History of Valentine's Day

Is the history of Valentines Day expressed in the current celebration of yummy chocolates, lovely cards, and sparkling engagement rings? What is the story behind such a highly-retailed celebration?

Some say the day is named after a bishop named Valentine, who was stationed in the Roman Empire. Claudius II was the Emperor at that time. He thought that unmarried men made better soldiers, so he decided to make it a law that young men could not marry. Around 270 A.D., Valentine took pity on the ostracized soldiers who were not permitted to marry or see their sweethearts.

He became an advocate of these young lovers and began to perform secret marriages. He was soon found out and jailed. Emperor Claudius II attempted to convert Valentine to begin worshiping the Roman gods, but Valentine refused. Instead, he tried to convert Claudius to Christianity and Valentine sentenced to be executed on February 24, 270.

Another version of the history of Valentines Day tells that Valentine fell in love with his jailer’s daughter. Just before his death, he sent her a note and signed it “from your Valentine.” An aura of romance surrounded his demise and those who knew about it spread the tale. Bishop Valentine became Saint Valentine with his fame extending to England and France.

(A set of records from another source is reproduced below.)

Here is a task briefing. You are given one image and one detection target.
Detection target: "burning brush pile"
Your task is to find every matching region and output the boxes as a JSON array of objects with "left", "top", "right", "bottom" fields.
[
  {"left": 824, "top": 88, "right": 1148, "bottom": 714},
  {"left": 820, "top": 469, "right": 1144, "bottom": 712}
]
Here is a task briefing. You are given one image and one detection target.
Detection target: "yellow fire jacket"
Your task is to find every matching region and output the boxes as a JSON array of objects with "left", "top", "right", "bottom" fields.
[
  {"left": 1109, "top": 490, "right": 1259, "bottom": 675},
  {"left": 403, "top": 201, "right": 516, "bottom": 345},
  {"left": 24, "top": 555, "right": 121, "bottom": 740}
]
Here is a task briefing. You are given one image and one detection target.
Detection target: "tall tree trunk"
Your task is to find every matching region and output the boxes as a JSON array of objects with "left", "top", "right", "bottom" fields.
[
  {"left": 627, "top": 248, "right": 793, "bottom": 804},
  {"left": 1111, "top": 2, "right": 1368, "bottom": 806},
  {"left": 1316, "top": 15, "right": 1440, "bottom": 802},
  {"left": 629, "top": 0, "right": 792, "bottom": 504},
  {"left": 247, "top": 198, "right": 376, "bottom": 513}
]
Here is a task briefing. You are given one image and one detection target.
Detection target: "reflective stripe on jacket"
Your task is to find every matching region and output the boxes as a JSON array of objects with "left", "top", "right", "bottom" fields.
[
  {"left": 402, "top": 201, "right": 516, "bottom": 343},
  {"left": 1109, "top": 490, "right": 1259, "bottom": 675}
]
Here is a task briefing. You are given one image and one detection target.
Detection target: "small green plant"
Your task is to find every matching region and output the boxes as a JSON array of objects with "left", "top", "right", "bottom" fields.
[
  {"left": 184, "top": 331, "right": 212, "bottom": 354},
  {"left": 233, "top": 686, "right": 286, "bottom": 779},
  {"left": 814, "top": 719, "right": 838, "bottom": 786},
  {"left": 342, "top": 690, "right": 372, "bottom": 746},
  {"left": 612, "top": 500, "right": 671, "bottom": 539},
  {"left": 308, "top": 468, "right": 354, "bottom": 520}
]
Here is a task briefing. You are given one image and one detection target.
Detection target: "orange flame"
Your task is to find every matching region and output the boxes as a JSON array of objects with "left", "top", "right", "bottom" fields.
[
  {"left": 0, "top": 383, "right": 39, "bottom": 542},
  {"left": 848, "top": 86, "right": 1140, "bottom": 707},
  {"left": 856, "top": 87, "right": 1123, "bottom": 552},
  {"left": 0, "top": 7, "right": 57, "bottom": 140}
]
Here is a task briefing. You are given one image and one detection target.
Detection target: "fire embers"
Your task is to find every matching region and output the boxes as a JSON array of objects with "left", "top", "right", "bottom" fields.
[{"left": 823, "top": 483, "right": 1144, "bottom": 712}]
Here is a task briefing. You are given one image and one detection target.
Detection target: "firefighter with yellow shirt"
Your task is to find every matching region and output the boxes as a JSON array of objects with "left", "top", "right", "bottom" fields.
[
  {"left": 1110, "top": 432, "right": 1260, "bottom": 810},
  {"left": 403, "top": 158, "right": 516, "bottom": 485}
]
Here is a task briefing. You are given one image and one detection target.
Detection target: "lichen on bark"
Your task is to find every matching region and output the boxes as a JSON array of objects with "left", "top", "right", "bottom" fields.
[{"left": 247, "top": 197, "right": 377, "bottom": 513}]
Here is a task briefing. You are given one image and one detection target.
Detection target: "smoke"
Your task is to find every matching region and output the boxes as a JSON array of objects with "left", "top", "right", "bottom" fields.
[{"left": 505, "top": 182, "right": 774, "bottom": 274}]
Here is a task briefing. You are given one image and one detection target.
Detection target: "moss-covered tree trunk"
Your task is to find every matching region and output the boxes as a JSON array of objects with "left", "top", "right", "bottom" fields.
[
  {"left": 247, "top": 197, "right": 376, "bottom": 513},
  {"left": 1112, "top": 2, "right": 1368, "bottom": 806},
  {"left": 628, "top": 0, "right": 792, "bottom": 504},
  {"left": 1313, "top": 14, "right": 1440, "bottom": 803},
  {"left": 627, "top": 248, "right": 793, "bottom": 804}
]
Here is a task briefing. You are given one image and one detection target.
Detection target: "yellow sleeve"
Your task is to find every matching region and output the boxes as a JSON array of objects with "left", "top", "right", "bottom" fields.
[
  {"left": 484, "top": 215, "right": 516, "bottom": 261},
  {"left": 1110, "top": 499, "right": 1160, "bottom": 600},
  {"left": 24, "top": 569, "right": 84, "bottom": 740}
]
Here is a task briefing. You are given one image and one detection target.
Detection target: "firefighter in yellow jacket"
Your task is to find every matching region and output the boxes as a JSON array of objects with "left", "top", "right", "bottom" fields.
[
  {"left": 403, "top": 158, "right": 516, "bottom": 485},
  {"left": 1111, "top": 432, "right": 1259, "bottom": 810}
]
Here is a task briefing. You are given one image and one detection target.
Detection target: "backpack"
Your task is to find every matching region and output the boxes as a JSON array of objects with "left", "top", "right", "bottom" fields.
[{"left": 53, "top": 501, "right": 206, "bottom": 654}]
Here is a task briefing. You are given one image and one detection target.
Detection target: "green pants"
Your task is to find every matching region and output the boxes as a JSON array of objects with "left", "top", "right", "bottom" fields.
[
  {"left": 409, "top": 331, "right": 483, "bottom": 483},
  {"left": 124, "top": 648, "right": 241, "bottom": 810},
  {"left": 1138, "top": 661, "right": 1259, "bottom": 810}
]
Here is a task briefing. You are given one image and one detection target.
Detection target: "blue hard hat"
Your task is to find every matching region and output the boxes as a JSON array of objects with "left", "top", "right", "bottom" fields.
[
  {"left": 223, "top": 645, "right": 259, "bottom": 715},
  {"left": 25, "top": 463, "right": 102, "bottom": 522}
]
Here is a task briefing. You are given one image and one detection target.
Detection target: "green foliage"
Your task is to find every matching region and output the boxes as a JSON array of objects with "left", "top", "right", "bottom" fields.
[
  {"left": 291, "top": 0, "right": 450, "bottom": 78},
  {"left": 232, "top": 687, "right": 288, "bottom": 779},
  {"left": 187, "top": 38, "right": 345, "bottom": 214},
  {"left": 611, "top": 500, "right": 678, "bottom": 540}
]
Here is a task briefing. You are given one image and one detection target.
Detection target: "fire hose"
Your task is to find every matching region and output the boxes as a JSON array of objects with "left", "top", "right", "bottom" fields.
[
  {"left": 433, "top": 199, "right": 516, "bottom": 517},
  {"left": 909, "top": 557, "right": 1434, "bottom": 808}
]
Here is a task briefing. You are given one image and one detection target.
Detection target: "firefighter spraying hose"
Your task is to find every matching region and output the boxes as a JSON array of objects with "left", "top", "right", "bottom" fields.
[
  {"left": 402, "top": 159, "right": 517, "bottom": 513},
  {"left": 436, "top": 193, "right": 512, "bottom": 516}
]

After his death, Valentine then became what is known as a “Patron Saint.” Some considered him the spiritual overseer of an annual festival in which young Romans would distribute cards of affection to those they wished to formally see. This festival was held each February 14. There are Valentine cards in museums worldwide that date back to 1415.

February has been the month to celebrate love ever since the Middle Ages.